Specifically, the client is a terminal device capable of implementing network connection, and may be a mobile phone, a computer, a tablet computer, a portable computer, or other terminal devices.
It will be appreciated that the client may also include a communication bus, a user interface, and a network interface. Wherein the communication bus is used for realizing connection communication among the components. The user interface is used for connecting other client terminals and carrying out data communication with the other client terminals, and the user interface can comprise an output unit such as a display screen and an input unit such as a keyboard. The network interface is used for connecting the background server and performing data communication with the background server, and the network interface may include an input/output interface, such as a standard wired interface, a wireless interface, such as a Wi-Fi interface.

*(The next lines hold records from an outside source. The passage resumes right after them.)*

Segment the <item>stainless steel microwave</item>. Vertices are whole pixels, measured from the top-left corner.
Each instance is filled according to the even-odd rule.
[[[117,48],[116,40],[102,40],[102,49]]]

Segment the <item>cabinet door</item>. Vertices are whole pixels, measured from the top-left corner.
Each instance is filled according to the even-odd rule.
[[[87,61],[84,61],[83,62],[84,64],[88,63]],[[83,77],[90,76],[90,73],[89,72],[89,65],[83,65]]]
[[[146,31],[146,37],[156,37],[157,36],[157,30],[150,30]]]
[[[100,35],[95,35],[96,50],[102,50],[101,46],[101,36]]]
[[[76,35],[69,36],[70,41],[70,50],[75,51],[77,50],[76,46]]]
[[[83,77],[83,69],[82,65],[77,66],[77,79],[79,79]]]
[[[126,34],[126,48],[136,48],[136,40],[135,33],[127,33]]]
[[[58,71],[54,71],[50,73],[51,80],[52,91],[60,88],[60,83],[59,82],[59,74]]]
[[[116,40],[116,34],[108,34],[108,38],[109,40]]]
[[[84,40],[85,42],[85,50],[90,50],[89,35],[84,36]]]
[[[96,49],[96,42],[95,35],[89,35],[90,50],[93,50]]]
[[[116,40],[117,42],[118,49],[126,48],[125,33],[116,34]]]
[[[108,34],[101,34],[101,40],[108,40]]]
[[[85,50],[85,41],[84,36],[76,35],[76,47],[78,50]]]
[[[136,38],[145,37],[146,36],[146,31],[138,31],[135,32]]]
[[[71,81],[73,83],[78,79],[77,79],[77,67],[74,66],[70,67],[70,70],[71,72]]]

The memory is used to store various types of data, which may include, for example, instructions for any application or method in the client, as well as application-related data. The Memory may be implemented by any type of volatile or non-volatile Memory device or combination thereof, such as Static Random Access Memory (SRAM), Random Access Memory (RAM), Electrically Erasable Programmable Read-Only Memory (EEPROM), Erasable Programmable Read-Only Memory (EPROM), Programmable Read-Only Memory (PROM), Read-Only Memory (ROM), magnetic Memory, flash Memory, magnetic or optical disk, or alternatively, the Memory may be a storage device independent of the processor.
The Processor may be a Digital Signal Processor (DSP), a Programmable Logic Device (PLD), a Field Programmable Gate Array (FPGA), a controller, a microcontroller, a microprocessor, or other electronic components, and is configured to perform all or part of the steps of the second embodiment of the cross-modal privacy semantic retrieval method.
EXAMPLE five
Based on the same inventive concept, referring to fig. 5, a first embodiment of the cross-modal privacy semantic retrieval system of the present invention is provided, which may include:
the server 100 as described in embodiment three;
the client 200 as described in example four;
wherein, the server 100 is connected with the client 200 in communication.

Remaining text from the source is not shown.